Slowfade gold antifade reagent

As previously reported (31 (link)) tissues (lungs) were collected and fixed in 4% formalin (overnight at 4°C), washed with PBS and paraffin-embedded before they were cut into 5 μm-thick sections and subjected to H&E staining. For immunofluorescence, sections were deparaffinized, rehydrated and washed in PBS. Antigen retrieval was performed in a pressure cooker (Decloaking chamber, Biocare Medical) in citrate buffer (pH 6.0). Antibodies against CD206 (B&D Systems AF2535), CD11c (Cell Signaling 97858) Ki67 (AbCam Ab16667), Vimentin (Cell Signaling 5741), Galectin3 (Santa Cruz Biotechnology sc-23938) and TTF1 (Novus NBP2–32999) were used for immunostaining by incubating sections overnight at 4°C with antibodies (diluted in Dako antibody diluent).

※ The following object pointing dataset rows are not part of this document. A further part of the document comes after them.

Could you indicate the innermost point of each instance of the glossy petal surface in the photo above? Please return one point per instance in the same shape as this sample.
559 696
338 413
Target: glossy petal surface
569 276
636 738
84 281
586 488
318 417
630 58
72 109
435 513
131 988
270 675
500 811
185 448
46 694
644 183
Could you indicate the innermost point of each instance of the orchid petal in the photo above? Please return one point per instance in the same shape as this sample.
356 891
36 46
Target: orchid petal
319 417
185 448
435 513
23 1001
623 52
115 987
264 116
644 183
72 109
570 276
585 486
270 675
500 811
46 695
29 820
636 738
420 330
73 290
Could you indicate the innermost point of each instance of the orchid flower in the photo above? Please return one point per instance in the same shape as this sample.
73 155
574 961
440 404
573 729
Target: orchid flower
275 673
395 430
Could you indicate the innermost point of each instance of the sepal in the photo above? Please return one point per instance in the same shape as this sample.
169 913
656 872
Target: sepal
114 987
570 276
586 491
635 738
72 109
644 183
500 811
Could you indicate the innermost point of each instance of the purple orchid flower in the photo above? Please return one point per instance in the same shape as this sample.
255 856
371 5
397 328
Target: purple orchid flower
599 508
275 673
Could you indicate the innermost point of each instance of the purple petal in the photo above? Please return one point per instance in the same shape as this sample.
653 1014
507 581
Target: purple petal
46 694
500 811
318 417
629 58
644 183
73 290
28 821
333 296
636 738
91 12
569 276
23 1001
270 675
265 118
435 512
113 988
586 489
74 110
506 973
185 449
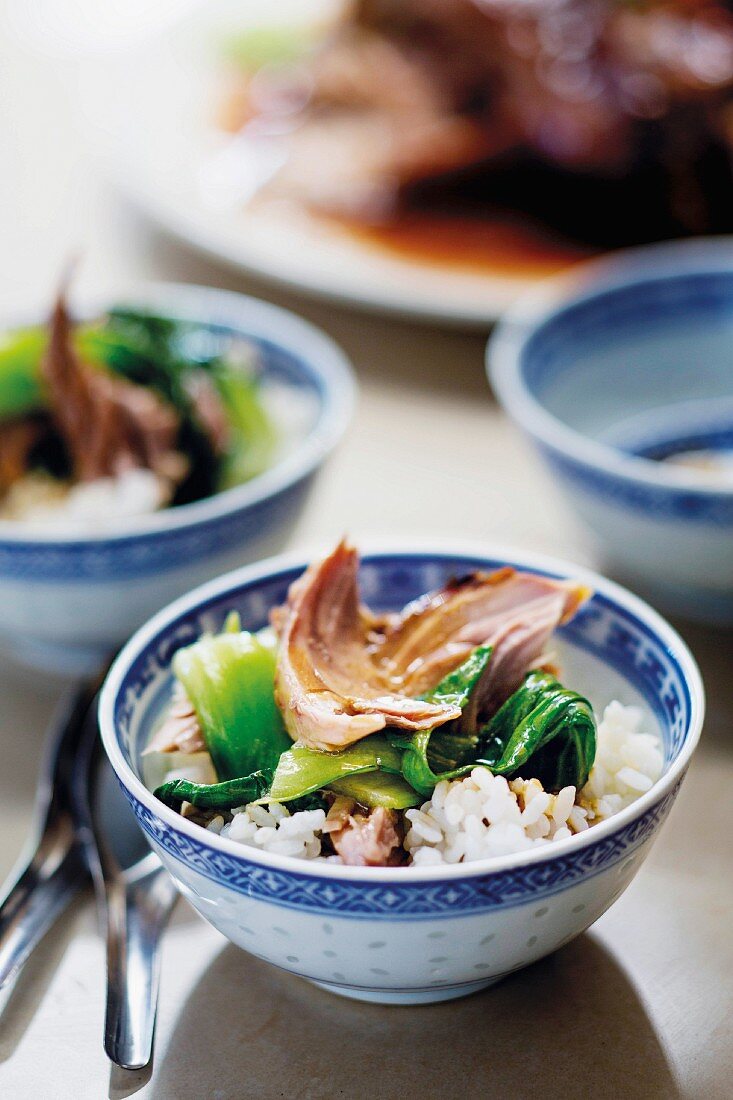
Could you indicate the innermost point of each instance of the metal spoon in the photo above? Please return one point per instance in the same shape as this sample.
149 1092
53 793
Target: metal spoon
45 882
138 895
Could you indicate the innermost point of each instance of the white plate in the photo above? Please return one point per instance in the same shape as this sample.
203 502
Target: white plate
160 111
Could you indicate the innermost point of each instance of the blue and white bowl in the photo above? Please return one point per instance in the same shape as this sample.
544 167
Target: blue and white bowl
412 935
67 598
625 361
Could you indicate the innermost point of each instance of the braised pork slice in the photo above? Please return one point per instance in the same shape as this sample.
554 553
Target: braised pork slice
181 730
108 425
17 441
329 682
343 673
368 839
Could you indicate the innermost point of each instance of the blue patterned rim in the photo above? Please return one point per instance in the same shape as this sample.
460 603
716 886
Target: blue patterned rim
634 292
293 352
615 626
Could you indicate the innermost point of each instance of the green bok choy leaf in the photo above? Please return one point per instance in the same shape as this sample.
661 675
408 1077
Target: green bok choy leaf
229 678
544 732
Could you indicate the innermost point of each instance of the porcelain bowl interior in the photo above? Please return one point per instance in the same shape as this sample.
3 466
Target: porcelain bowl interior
66 600
611 372
409 935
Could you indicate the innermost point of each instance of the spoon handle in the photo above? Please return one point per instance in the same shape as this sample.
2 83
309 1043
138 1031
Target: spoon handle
36 895
35 900
138 913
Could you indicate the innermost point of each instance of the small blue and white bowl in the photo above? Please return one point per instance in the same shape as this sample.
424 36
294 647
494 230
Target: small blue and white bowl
412 935
626 361
66 600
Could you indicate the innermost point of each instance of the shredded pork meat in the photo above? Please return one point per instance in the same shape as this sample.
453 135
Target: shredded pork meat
17 440
181 730
343 672
367 839
108 425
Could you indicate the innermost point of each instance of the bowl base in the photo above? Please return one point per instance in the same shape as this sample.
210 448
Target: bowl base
407 996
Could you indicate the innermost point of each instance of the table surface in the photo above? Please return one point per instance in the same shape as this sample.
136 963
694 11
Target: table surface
638 1007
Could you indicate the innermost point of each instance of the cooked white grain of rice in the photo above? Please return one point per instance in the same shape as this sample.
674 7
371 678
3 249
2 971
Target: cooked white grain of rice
482 815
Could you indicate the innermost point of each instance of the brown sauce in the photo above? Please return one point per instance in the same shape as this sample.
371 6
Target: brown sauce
487 244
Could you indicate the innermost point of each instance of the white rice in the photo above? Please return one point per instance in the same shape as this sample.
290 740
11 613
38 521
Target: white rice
89 506
482 815
273 828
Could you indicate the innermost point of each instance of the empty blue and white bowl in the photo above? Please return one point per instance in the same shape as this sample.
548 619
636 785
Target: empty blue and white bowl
625 362
67 600
422 934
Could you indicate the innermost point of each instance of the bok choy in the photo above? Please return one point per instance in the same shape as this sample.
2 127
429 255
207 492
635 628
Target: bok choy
229 678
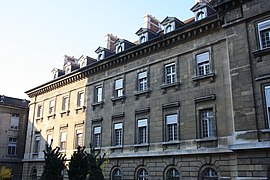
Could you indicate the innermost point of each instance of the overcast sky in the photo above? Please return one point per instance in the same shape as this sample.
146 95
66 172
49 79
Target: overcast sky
36 34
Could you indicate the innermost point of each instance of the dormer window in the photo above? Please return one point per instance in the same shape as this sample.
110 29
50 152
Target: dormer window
200 15
168 28
142 39
119 49
100 56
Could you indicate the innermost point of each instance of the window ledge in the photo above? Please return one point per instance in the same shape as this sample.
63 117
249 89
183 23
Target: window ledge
138 93
265 130
261 52
117 147
95 104
51 115
80 108
170 142
206 139
115 99
210 75
141 145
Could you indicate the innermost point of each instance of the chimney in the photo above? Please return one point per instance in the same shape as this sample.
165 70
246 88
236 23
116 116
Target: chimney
109 41
151 23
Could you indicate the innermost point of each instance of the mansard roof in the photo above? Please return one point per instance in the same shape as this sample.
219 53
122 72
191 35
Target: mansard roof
14 102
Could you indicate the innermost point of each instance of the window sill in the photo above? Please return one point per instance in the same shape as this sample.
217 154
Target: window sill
171 142
117 147
207 139
210 76
175 85
141 145
115 99
265 130
51 115
138 93
80 108
261 52
95 104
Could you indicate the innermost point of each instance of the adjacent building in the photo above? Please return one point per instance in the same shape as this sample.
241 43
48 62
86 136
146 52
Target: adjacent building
13 124
188 100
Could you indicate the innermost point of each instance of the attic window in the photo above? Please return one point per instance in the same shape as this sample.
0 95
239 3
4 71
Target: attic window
119 49
200 15
168 28
142 39
100 56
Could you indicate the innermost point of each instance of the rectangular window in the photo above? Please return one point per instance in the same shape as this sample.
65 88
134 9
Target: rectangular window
142 81
171 127
79 138
12 146
39 110
118 85
264 34
51 106
203 64
118 134
97 137
98 93
80 99
14 122
267 100
37 143
170 73
207 123
63 140
142 131
65 103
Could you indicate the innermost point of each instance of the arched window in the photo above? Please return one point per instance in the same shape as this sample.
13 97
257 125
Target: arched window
34 174
142 39
209 174
117 174
142 174
168 28
172 174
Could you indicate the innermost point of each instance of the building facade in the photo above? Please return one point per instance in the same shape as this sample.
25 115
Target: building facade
13 120
188 100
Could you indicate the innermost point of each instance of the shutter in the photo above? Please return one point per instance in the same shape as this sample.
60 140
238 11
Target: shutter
118 126
142 123
202 57
97 130
171 119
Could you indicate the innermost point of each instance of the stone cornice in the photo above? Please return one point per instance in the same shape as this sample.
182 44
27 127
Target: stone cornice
185 33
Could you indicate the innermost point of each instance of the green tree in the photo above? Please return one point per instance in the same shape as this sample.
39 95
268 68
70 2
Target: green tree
86 166
54 164
5 173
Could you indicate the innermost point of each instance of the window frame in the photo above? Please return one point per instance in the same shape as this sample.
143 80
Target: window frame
205 64
65 103
142 127
172 126
97 136
98 95
172 75
263 29
80 99
119 91
118 134
211 129
144 81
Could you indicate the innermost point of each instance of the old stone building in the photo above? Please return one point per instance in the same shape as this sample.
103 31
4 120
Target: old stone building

Alexa Fluor 488- or Alexa Fluor 594-conjugated secondary antibodies were added for 2h at room temperature (Molecular Probes), and nuclei were counterstained using SlowFade Gold Antifade reagent (Vector) using 4′,6-diamidino-2-phenylindole (DAPI, Vector). Image data were obtained using an Olympus TH4–100 microscope and Slidebook 4.1 software. For quantification, Ki67-, Lag3- and Vimentin-positive cells were counted in five random (× 40 magnification) fields per lung. Staining was scored on the basis of intensity scale in which + represents low/medium staining and ++ high intensity.